4-month old male mice were exposed to 4 °C for 4 days. A. Histology of adipose tissues from p53^3KR/3KR (i, iii, and v) and p53^3KR/3KR/mdmx^-/- (ii, iv, and vi) mice on high fat diet. B. Relative expression levels of genes of interest in eWAT. C. Relative expression levels of genes of interest in iWAT. D. Relative expression levels of genes of interest in BAT. *p < 0.05, **p < 0.01 (n = 7, 5). Data are represented as mean ± SEM.
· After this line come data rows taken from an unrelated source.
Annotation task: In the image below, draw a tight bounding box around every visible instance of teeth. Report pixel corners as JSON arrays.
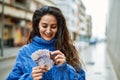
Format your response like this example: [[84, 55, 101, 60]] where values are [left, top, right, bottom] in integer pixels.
[[46, 35, 51, 37]]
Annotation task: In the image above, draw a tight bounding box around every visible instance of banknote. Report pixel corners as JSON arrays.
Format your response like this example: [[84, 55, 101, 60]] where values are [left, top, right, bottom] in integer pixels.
[[31, 49, 54, 70]]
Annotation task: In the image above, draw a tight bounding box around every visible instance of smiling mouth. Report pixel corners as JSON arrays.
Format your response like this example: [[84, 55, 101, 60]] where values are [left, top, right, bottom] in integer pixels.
[[45, 34, 52, 38]]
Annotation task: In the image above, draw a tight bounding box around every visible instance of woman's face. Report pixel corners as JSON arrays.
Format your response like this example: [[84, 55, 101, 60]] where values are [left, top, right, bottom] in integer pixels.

Figure 5. ELOVL3 is a transcriptional target of p53

A. The p53 dependent expression of ELOVL family genes was measured by qPCR. The expression of p53 was induced by doxycycline in inducible H1299 p53 stable cell line. B. Western blot to determine the levels of ELOVL3 and p53 target genes p21 and MDM2 expression before and after induced p53 expression by doxycycline in inducible H1299 p53 stable cell line. C. Relative expression levels of ELOVL3 were determined by qPCR after transient expression of wild-type p53 or mutant p53 R175H. Transfection with empty vector was used as control. D. Regions of ELOVL3 promoter were tested for p53 binding by qChIP using control IgG and anti-p53 antibody. E. Electro mobility shift assay was performed by using probes containing full length or partially deleted ELOVL3 promoter. F. Luciferase assay using full length ELOVL3 promoter (pLucB) or partially deleted ELOVL3 promoter (pLucA) after transfection of increasing levels of p53, or mutant p53-R175H for 24 hours. G. Luciferase assay using luciferase expression vector with full length (pLucB) or partially deleted (pLucB Δ) ELOVL3 promoter in the absence or presence of p53 expression. H. Relative levels of ELOVL3 upon DNA damage determined by qPCR after H460 cells were treated with 1 uM doxorubicin for 12, 24 or 36 hrs. I. Control or p53 knockdown H460 cells were treated with or without 1 uM doxorubicin for 24 hrs. The expression of ELOVL3 and p53 target gene p21 was determined by qPCR. * represents p < 0.05;** represents p < 0.01.